RPG Maker screenshotAt the suggestion of one Ben Trube, I recently downloaded RPG Maker VX Ace, the latest and greatest in a long line of RPG Maker software that goes back to the late 80’s. It has a powerful, full-featured environment for creating – wait for it – RPGs. Not Rocket-Propelled Grenades, but Role-Playing Games, specifically tile-based games like Final Fantasy VI and its ilk.

RPG Maker is an interesting hybrid, self-described as “simple enough for a child, and powerful enough for a developer.” I’ve found this to be true for the most part. The built-in functionality covers most of the bases of a standard, straightforward RPG, with an impressive amount of content available right out of the box. But if you want to get into some more advanced options, you can write your own Ruby scripts, or download scripts that others have written. The more I play with RPG Maker, the more powerful it seems. I’ve been impressed with the scope of what I’ve been able to accomplish so far.

There’s also a vibrant online community full of resources and question-answerers. Want a script, tileset, or sound effect? It’s out there, often free. Stuck on a problem? Chances are, you won’t even have to ask, because someone else has already figured it out. It’s pretty great.

My own work-in-progress is a little game called The Legend of Hemlock Tower. As the name suggests, you climb higher and higher through a tower, with each room being a self-contained puzzle or adventure. It’s not really an RPG in the standard sense: there’s no XP, HP, or MP, no random battles, no equipment or anything like that. It’s really just an adventure/puzzle game. But it’s been fun to make, and based on the results of my friends’ playtesting last night, it seems fun to play as well.

I plan to make 100 floors, though I may cut that to 50 if it’s too ambitious.
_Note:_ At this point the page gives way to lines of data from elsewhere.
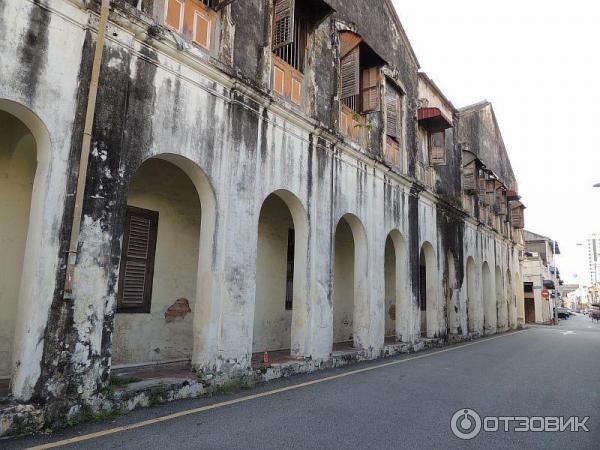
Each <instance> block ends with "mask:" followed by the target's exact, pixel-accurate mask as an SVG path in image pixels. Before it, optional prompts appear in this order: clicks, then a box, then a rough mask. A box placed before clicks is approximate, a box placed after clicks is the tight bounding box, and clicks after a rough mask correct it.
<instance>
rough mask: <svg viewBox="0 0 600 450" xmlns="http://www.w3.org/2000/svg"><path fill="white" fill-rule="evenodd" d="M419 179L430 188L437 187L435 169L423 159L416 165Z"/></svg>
mask: <svg viewBox="0 0 600 450" xmlns="http://www.w3.org/2000/svg"><path fill="white" fill-rule="evenodd" d="M416 177H417V180H418V181H419V182H420V183H421V184H423V185H425V186H427V187H428V188H430V189H433V188H434V187H435V170H434V169H433V167H430V166H428V165H426V164H423V163H422V162H421V161H417V165H416Z"/></svg>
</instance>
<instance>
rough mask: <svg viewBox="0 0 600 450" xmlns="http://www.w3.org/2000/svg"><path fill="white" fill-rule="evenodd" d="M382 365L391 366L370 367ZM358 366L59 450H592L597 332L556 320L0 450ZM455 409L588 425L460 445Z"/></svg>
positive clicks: (269, 385)
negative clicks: (181, 416)
mask: <svg viewBox="0 0 600 450" xmlns="http://www.w3.org/2000/svg"><path fill="white" fill-rule="evenodd" d="M415 356H417V358H415ZM413 358H414V359H413ZM399 361H403V362H399ZM389 362H394V363H395V364H393V365H388V366H385V367H377V366H378V365H381V364H382V363H389ZM396 362H397V363H396ZM365 368H371V369H373V370H369V371H363V372H359V373H354V374H349V375H348V376H344V377H339V378H335V379H331V380H327V381H324V382H320V383H316V384H311V385H307V386H302V387H299V388H297V389H291V390H287V391H284V392H278V393H274V394H273V395H267V396H264V397H259V398H254V399H249V400H247V401H243V402H240V403H237V404H233V405H225V406H222V407H218V408H214V409H211V410H209V411H206V412H201V413H196V414H191V415H187V416H183V417H179V418H176V419H173V420H165V421H162V422H159V423H156V424H152V425H148V426H145V427H142V428H137V429H134V430H127V431H122V432H117V433H114V434H111V435H108V436H104V437H99V438H96V439H91V440H85V441H81V442H78V443H75V444H72V445H70V446H69V447H68V448H82V449H89V448H103V449H109V448H111V449H112V448H121V447H126V448H128V449H145V450H150V449H167V448H168V449H171V448H174V449H175V448H176V449H179V448H185V449H187V448H190V449H191V448H194V449H196V448H202V449H213V448H215V449H216V448H240V449H242V448H243V449H254V448H256V449H271V448H272V449H284V448H294V449H296V448H297V449H300V448H325V449H337V448H340V449H341V448H345V449H350V448H352V449H354V448H357V449H387V448H394V449H396V448H411V449H413V448H432V449H433V448H436V449H439V448H443V447H448V448H459V447H460V448H482V447H483V448H486V449H492V448H528V449H530V448H544V449H552V448H561V449H562V448H570V449H575V448H590V449H592V448H593V449H598V448H600V325H597V324H592V323H591V321H590V320H589V319H588V318H587V317H584V316H578V317H575V318H571V319H570V320H568V321H564V322H561V325H560V326H559V327H542V326H540V327H532V328H529V329H528V330H526V331H524V332H520V333H515V334H508V335H503V336H500V337H496V338H492V339H489V340H487V339H484V340H480V341H476V343H475V344H474V345H467V346H457V347H451V348H450V349H449V350H445V351H442V352H436V351H434V352H431V353H429V354H427V356H425V357H423V354H417V355H411V356H409V357H408V359H407V358H406V357H405V358H399V359H391V360H384V361H379V362H376V363H369V364H362V365H359V366H353V367H351V368H347V369H343V370H333V371H328V372H322V373H319V374H317V375H312V376H306V377H295V378H293V379H290V380H284V381H276V382H274V383H270V384H268V385H266V386H261V387H258V388H257V389H256V390H253V391H245V392H242V393H239V394H236V395H234V396H224V397H218V398H212V399H208V400H207V399H205V400H190V401H183V402H178V403H174V404H170V405H164V406H161V407H158V408H152V409H146V410H140V411H136V412H133V413H131V414H129V415H127V416H125V417H121V418H118V419H117V420H114V421H111V422H108V423H103V424H92V425H82V426H79V427H75V428H72V429H69V430H65V431H62V432H59V433H56V434H53V435H42V436H34V437H28V438H24V439H18V440H10V441H0V448H3V447H4V448H23V447H28V446H34V445H40V444H43V443H48V442H53V441H58V440H61V439H67V438H72V437H83V436H86V435H89V434H90V433H94V432H97V431H101V430H106V429H112V428H115V427H119V426H123V425H127V424H133V423H138V422H140V421H143V420H147V419H150V418H157V417H161V416H165V415H168V414H172V413H175V412H180V411H185V410H189V409H191V408H198V407H202V406H205V405H211V404H218V403H221V402H223V401H229V400H232V399H238V398H243V397H247V396H250V395H253V394H257V393H259V394H260V393H264V392H269V391H272V390H273V389H279V388H282V387H288V386H295V385H299V384H301V383H305V382H307V381H313V380H319V379H324V378H326V377H330V376H335V375H340V374H348V373H350V372H353V371H356V370H357V369H365ZM462 408H471V409H473V410H475V411H476V412H477V413H478V414H479V415H480V416H481V417H491V416H509V417H514V416H578V417H581V418H583V417H585V416H589V417H590V418H589V420H588V421H587V422H586V423H585V425H586V426H587V428H588V429H589V432H584V431H580V432H577V433H572V432H562V433H557V432H516V431H514V429H513V428H514V425H519V424H514V423H513V424H511V426H510V428H511V429H513V430H512V431H511V432H504V431H499V432H485V431H481V433H480V434H479V435H478V436H477V437H475V438H474V439H472V440H469V441H463V440H459V439H458V438H456V437H455V436H454V435H453V434H452V431H451V428H450V421H451V417H452V416H453V414H454V413H455V412H456V411H457V410H459V409H462ZM491 423H492V424H493V421H492V422H491ZM468 424H469V423H467V425H468ZM534 425H536V426H539V422H538V423H534ZM521 426H522V423H521ZM503 428H504V425H501V429H503Z"/></svg>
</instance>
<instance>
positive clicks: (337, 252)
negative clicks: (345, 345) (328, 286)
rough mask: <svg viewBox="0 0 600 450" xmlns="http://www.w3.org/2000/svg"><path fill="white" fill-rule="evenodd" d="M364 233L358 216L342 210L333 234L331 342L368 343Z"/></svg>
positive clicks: (366, 299) (363, 226) (366, 274)
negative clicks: (333, 266) (332, 288)
mask: <svg viewBox="0 0 600 450" xmlns="http://www.w3.org/2000/svg"><path fill="white" fill-rule="evenodd" d="M367 257H368V254H367V234H366V231H365V228H364V226H363V224H362V222H361V221H360V219H359V218H358V217H356V216H355V215H354V214H345V215H344V216H343V217H342V218H341V219H340V220H339V222H338V224H337V227H336V230H335V236H334V258H333V261H334V269H333V270H334V277H333V278H334V293H333V296H334V298H333V343H334V344H343V343H350V342H352V346H353V347H354V348H359V349H362V348H366V347H367V346H368V337H369V323H370V313H369V305H368V289H369V286H368V283H367V279H368V278H367Z"/></svg>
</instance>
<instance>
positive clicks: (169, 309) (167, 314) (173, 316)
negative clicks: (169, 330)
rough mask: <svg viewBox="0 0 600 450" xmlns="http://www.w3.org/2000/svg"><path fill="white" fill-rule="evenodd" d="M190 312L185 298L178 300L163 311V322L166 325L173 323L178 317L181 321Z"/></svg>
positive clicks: (191, 309) (187, 300)
mask: <svg viewBox="0 0 600 450" xmlns="http://www.w3.org/2000/svg"><path fill="white" fill-rule="evenodd" d="M191 312H192V309H191V308H190V302H189V301H188V299H187V298H180V299H179V300H177V301H176V302H175V303H173V304H172V305H171V306H169V308H168V309H167V310H166V311H165V320H166V321H167V323H169V322H173V321H174V320H175V319H177V318H178V317H181V318H182V319H183V318H184V317H185V316H187V315H188V314H189V313H191Z"/></svg>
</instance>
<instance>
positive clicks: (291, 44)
mask: <svg viewBox="0 0 600 450" xmlns="http://www.w3.org/2000/svg"><path fill="white" fill-rule="evenodd" d="M273 11H274V12H273V53H274V54H275V55H277V56H278V57H279V58H281V59H282V60H283V61H285V62H286V63H287V64H289V65H290V66H292V67H293V68H294V69H296V70H297V71H299V72H304V58H305V56H306V43H307V40H308V23H307V20H306V17H305V16H304V15H303V11H302V8H299V7H297V5H296V1H295V0H274V4H273Z"/></svg>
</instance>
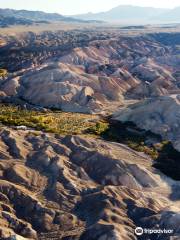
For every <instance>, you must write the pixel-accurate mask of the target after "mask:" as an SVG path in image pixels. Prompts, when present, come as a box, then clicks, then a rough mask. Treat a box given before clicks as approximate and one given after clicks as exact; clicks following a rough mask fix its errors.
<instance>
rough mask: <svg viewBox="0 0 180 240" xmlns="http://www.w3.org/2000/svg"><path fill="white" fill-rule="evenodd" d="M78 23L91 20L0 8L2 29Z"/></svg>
mask: <svg viewBox="0 0 180 240" xmlns="http://www.w3.org/2000/svg"><path fill="white" fill-rule="evenodd" d="M59 21H60V22H78V23H88V22H92V21H91V20H90V21H89V20H80V19H78V18H72V17H66V16H63V15H61V14H58V13H45V12H42V11H28V10H14V9H1V8H0V27H7V26H10V25H31V24H34V23H35V24H39V23H49V22H59Z"/></svg>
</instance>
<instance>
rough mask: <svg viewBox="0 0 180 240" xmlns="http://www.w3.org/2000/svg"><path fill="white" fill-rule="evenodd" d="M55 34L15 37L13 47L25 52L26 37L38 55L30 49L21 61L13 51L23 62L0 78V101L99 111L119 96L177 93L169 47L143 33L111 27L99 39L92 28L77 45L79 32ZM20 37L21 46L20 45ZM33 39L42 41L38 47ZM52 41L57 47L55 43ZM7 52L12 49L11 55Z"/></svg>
mask: <svg viewBox="0 0 180 240" xmlns="http://www.w3.org/2000/svg"><path fill="white" fill-rule="evenodd" d="M61 34H62V33H54V35H52V36H51V34H50V33H49V34H48V33H46V34H45V33H43V34H41V35H40V36H39V35H38V36H36V35H33V34H30V33H29V35H27V36H26V35H25V36H20V37H17V39H16V38H15V39H16V40H15V42H16V41H17V42H16V46H19V47H23V48H24V49H26V48H27V49H26V51H29V48H30V47H28V46H29V44H28V42H29V39H31V40H32V44H34V45H33V47H31V48H32V49H34V48H35V49H36V48H37V49H36V51H37V52H36V54H37V53H38V56H34V54H35V53H34V52H32V53H31V54H29V55H30V56H29V55H28V56H29V58H28V60H27V59H24V57H25V56H24V55H23V56H19V55H18V54H21V51H20V50H19V51H18V52H17V53H16V54H17V55H18V56H19V58H20V59H21V58H22V64H23V66H24V67H23V68H22V67H21V69H20V71H14V72H13V74H9V76H8V77H7V78H5V79H4V80H2V81H0V92H1V101H3V100H4V101H6V102H7V101H8V102H18V101H22V100H23V101H25V102H28V103H30V104H34V105H36V106H41V107H49V108H51V107H53V108H58V109H62V110H65V111H73V112H86V113H97V112H98V113H99V112H102V111H103V109H105V108H106V106H107V105H108V104H111V105H114V104H115V103H116V102H119V105H120V104H123V103H124V97H125V98H127V99H138V100H139V99H144V98H146V97H158V96H162V95H167V94H175V93H176V94H178V93H179V92H180V90H179V74H178V63H179V57H178V55H177V52H176V51H175V50H174V47H173V46H165V45H164V44H162V43H161V42H158V41H157V40H156V39H154V38H153V37H152V36H149V35H144V36H124V37H122V36H119V34H118V33H114V34H115V35H113V33H112V32H111V33H109V36H107V33H106V34H105V33H103V35H102V36H101V37H102V39H100V36H99V32H97V33H96V34H97V37H96V39H95V36H94V35H95V32H92V36H89V35H88V33H87V32H84V34H87V35H86V36H87V41H86V42H85V43H82V44H81V42H80V41H78V39H79V38H80V39H81V38H82V36H81V35H80V33H77V32H73V31H72V32H70V33H69V34H67V35H65V34H62V36H61ZM60 36H61V37H62V39H61V38H60ZM73 36H74V37H73ZM21 38H22V39H21ZM44 38H45V39H47V43H44ZM52 38H53V39H54V38H55V39H56V40H54V41H55V42H54V41H52ZM63 39H64V41H63ZM6 40H7V41H10V43H11V41H12V40H11V39H10V40H9V39H6ZM22 41H23V42H24V43H23V44H24V45H25V46H24V45H23V46H21V44H22ZM66 41H67V42H69V46H71V47H70V48H69V50H68V49H67V46H66V45H65V46H64V44H65V43H64V42H66ZM39 42H40V43H41V42H42V44H43V45H45V47H44V48H45V50H44V52H41V51H42V49H41V46H39V44H40V43H39ZM10 43H7V46H6V47H5V49H4V51H3V47H2V48H1V49H2V50H1V49H0V53H1V51H2V60H1V61H2V63H1V64H2V65H7V66H8V64H9V61H7V56H5V57H4V54H5V53H4V52H6V49H9V52H11V44H10ZM56 45H58V46H59V45H60V46H61V47H59V48H57V47H56V48H55V46H56ZM63 46H64V48H63ZM54 48H55V49H54ZM61 48H62V49H61ZM60 50H62V52H61V51H60ZM12 51H13V50H12ZM39 51H40V52H39ZM9 52H8V54H10V53H9ZM8 56H9V55H8ZM13 56H14V52H13V53H12V58H11V60H12V59H13ZM18 56H17V57H18ZM31 58H32V59H31ZM12 61H14V62H16V61H17V59H14V60H12ZM25 63H26V64H27V65H26V64H25ZM30 63H31V64H30ZM15 64H16V63H14V65H15ZM9 68H10V67H9ZM17 69H18V70H19V67H18V68H17Z"/></svg>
I have ten completed so far.

Anyone else out there tried making their own game? What was it like?


7 responses to “Trying out RPG Maker

  1. Pingback: How To Speeks Goblin| RPG

  2. I have created my own games as well, although I use Unity instead of rpg maker. Unity is fantastic in that you can use the program to create just about any game that you so desire, as long as you can write the scripts for it and set up everything else properly. My experiences have been, for the most part, decent. Unity is a very strong game maker because it has a huge range of capabilities that Unity has, but sometimes it can be frustrating trying to get something to work because although there are some built in scripts that Unity allows you to use, there really aren’t very many, and so you have to do a lot of the scripting from scratch. Writing your own script can be . . . frustrating, and so I have started a list of scripts that I have created that work. Adding a new script to this list usually involved a very long and painful trial and error process of creating a script and watching it fail over and over again until it finally works. Usually by around try 20 or 30 I have a working script, but since each try can take around half an hour to set up properly, creating small elements in a game can be very frustrating and annoying. Such is scripting, however, and so onward I go.

  3. While my husband handles most of the actual RPG Maker usage (and I handle character design, etc), I know he likes its community and user-friendliness a lot.

    Alex above talked about Unity, which would be great because then the game could be used on a phone. Alas – for someone with limited scripting ability, RPG Maker’s strong community and easy interface provide tangible benefits.